With my current knowledge I can create the TCP Server and Connect some clients, but I'm not sure how to proceed from here. How can I communicate between the clients and server turn by turn using text input effectively? My vague idea of what to do is

  1. Accept clients, store FD in Array
  2. Loop through Id's sending them 2 cards each
  3. Create thread with a game info struct, that reads users text input
  4. Wait for thread to finish and return value will be the players move
  5. Update game info, and move repeat step 3-4 for all Clients
  6. Break whenever only 1 player is left, or all bettings phases are over then repeat

This outline makes sense in the server, but I'm not sure how to construct the client to not do anything until it gets prompted by the thread creation in the main server while loop. If anyone has any advice or links to helpful articles or example code I would really appreciate it thanks so much!!

  • 1
    \$\begingroup\$ Link to helpful article : gafferongames.com/networking-for-game-programmers/udp-vs-tcp \$\endgroup\$ Dec 29, 2016 at 10:28
  • 1
    \$\begingroup\$ @realUser404 That article's conclusion only applies to real-time games. Turn-based card games are one of those genres where TCP is usually the better decision, because a few additional ms of latency don't matter, but the reliability and guaranteed message ordering really make your life easier. \$\endgroup\$
    – Philipp
    Dec 29, 2016 at 10:43

1 Answer 1


You might want to look up on finite state machines.

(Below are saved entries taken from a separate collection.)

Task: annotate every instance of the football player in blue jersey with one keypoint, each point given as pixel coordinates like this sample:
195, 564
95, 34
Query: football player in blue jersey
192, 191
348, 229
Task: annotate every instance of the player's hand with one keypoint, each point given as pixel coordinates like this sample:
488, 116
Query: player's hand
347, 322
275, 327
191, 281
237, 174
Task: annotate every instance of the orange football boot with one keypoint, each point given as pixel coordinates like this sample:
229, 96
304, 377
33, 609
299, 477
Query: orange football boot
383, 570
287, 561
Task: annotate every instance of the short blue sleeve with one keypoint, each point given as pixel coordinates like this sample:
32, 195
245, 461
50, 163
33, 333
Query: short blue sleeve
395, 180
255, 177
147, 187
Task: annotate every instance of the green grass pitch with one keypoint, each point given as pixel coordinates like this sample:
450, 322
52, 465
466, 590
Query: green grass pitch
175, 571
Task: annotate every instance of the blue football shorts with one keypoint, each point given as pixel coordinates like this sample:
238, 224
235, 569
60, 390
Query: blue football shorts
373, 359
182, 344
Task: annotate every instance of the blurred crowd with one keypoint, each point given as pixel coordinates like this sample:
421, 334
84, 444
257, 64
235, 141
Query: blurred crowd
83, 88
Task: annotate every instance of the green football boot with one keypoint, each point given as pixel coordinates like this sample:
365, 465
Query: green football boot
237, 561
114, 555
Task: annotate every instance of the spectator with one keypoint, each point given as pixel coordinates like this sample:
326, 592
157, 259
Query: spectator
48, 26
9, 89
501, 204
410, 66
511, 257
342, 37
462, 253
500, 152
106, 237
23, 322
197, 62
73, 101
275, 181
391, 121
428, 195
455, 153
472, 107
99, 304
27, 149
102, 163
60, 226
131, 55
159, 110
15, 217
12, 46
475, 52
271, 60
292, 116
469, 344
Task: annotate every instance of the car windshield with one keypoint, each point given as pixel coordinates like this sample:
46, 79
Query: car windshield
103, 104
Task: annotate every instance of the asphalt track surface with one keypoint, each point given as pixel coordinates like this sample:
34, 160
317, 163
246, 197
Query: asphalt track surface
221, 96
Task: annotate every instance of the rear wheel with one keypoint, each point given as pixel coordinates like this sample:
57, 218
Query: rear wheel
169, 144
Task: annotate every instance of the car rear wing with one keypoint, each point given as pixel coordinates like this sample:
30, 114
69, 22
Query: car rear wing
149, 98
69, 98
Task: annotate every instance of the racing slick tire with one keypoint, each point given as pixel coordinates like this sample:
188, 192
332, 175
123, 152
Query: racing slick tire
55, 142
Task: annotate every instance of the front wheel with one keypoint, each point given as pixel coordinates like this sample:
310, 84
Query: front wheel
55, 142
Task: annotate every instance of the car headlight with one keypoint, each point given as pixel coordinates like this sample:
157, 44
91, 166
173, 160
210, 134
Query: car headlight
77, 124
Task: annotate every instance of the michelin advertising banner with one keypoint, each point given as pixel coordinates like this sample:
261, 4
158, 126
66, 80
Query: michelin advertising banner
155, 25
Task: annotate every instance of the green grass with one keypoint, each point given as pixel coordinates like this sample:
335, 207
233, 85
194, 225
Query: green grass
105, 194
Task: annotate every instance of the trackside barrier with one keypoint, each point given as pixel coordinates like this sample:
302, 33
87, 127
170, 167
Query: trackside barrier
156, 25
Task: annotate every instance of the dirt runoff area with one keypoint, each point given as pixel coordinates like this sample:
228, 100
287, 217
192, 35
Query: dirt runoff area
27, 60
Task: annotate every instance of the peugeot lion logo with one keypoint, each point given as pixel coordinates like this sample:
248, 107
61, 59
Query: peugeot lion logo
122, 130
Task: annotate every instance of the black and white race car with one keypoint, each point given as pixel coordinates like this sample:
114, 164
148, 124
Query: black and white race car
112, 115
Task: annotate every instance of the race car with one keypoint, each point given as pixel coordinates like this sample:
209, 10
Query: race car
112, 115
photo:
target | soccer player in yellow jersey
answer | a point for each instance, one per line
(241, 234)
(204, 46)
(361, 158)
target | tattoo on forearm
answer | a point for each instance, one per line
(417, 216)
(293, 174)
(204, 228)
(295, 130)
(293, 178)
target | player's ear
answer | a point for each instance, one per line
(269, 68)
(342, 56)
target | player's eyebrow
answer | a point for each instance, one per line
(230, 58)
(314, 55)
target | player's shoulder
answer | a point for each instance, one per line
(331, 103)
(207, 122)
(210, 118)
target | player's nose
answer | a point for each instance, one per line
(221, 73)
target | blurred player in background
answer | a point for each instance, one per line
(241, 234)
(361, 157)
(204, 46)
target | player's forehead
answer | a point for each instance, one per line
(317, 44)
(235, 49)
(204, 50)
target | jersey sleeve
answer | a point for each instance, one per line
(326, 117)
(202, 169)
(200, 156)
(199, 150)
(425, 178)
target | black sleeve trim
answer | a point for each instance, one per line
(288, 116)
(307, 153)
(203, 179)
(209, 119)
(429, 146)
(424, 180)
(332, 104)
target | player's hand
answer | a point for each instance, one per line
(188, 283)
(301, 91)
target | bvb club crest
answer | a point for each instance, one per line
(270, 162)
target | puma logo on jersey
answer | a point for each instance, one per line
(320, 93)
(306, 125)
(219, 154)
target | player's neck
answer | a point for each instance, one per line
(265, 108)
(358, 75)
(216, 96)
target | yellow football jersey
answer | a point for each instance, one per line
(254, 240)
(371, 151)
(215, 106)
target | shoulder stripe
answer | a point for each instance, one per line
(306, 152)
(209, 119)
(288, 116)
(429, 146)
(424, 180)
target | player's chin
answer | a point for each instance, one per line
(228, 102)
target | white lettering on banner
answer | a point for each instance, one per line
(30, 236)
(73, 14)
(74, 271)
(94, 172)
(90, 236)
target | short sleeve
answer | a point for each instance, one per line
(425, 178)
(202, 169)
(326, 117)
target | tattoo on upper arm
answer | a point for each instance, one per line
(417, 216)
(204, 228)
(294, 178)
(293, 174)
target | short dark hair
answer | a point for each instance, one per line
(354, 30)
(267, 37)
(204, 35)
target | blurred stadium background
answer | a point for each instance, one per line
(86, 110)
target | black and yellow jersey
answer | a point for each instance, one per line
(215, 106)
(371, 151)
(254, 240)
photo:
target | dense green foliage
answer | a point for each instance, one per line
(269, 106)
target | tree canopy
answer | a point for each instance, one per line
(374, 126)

The basic idea is that your client can be in one of many different states in which it behaves differently towards both the user and the server.

  1. Player's turn state
    • Show the player which options they have (raise, fold, check...)
    • Wait for input from the player
    • When the player made a decision what to do, send that decision to the server and go to "Waiting for confirmation" state.
  2. Waiting for confirmation state
    • Don't accept player input
    • Show some progress indicator to the player
    • Listen to the server and wait for a response
    • When the server rejects the action, go back to Player's turn
    • When the server confirms the action, go to Not player's turn state
  3. Not player's turn state
    • Don't accept player input
    • Listen to the server for messages
    • When the server sends a message about an action performed by another player ("player 2 raised by 12". "player 3 folded" ...) or about other events which happen in the game ("turn-card revealed: king of spades"), report that to the player.
    • When the server sends a message that it's the player's turn again, go to Player's turn state.
    • When the server sends a message that the game has concluded, switch to Game Over state.
  4. Game Over state
    • Tell the player who won the game
    • Wait for input if they want to join another game or quit

Each state should be implemented as a series of functions for handling user input, network input and UI drawing. When it's time to call one of these functions, check in which state the client currently is and call the appropriate function.